When someone or something attacks one of my sisters, I come to her defense. I do not allow my sisters to fight by themselves. Whether it is a financial, emotional, or spiritual fight, my sister knows that all she has to do is call and I’m on it.

3. If one sister hurts, all sisters hurt.
I am so close with my sisters that when something causes them pain, it causes me pain. I can’t rest until I try and minimize or eradicate the pain. I can’t stand to see my sisters in pain. I want to soothe, heal, or alleviate the pain. I don’t see my sister wounded and immediately begin showing my own wounds. No, I try and stop the bleeding first. There is a time and place for everything. The time for you to share your own story of pain is not when I’m trying to get you to acknowledge that I’m bleeding all over the floor.

4. Sisters see the real you and love you anyway.
I’ve shared openly and honestly with my sisters. They know my secrets and I know their secrets.

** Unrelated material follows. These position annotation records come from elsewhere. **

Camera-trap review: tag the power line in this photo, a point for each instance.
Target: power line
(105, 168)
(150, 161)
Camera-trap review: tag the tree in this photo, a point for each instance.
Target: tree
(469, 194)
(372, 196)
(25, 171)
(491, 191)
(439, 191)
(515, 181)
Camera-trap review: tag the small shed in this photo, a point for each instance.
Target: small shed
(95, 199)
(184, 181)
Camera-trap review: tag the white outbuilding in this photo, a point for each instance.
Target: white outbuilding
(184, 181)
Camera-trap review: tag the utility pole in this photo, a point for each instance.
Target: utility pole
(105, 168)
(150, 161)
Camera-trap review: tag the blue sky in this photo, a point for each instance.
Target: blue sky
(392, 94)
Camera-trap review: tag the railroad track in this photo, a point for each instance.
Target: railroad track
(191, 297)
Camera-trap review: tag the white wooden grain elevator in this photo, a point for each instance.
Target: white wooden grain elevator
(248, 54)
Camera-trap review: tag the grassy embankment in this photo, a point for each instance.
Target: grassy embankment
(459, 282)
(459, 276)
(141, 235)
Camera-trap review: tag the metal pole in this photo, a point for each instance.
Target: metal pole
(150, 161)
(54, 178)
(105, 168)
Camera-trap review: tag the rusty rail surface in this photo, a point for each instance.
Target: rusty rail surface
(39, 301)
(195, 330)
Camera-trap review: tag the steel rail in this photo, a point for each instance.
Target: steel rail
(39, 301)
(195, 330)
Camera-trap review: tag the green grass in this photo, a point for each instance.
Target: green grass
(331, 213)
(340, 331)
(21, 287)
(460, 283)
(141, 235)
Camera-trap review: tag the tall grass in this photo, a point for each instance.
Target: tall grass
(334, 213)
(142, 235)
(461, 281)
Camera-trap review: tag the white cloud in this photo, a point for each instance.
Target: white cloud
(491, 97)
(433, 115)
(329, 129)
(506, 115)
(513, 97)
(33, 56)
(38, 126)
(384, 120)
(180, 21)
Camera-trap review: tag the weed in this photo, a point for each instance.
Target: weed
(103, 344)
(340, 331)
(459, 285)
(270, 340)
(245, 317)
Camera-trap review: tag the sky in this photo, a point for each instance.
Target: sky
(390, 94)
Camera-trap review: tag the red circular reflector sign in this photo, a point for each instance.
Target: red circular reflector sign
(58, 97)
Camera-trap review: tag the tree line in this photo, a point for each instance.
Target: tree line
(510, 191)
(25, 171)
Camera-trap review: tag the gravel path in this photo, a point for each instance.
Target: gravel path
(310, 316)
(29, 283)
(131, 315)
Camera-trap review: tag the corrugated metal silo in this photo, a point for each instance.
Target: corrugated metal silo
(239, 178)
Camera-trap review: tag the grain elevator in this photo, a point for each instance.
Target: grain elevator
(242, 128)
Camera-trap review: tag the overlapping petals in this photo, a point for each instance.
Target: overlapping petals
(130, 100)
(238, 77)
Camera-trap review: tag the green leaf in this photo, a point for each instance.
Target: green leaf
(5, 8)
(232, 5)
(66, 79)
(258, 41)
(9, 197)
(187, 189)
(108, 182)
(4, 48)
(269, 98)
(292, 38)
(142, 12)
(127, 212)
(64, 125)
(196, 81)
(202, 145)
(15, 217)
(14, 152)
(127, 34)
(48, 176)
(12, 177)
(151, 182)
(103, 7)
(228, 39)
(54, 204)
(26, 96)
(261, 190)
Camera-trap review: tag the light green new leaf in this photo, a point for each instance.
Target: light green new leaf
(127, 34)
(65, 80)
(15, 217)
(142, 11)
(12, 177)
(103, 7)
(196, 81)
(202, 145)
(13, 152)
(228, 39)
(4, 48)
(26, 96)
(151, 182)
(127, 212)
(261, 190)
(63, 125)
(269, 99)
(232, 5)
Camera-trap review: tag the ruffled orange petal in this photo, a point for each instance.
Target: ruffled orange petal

We’ve been vulnerable with one another, and our relationship is built on trust and authenticity.

Sisters, if we are serious about loving our neighbors as ourselves, we’ve got to begin with each other. It’s time-out for the superficial “churchy” love that we’ve been demonstrating for years. Ruth-like love demands that we intentionally seek to know and understand one another. In the movie Gone with the Wind, Scarlet O’Hara loved Mammy. Yet this love didn’t seek Mammy’s higher good. Authentic love for neighbor should include equity, reciprocity, and authenticity. This is what we are all asking of our brothers in Christ; my fellow sisters, we have to begin with each other.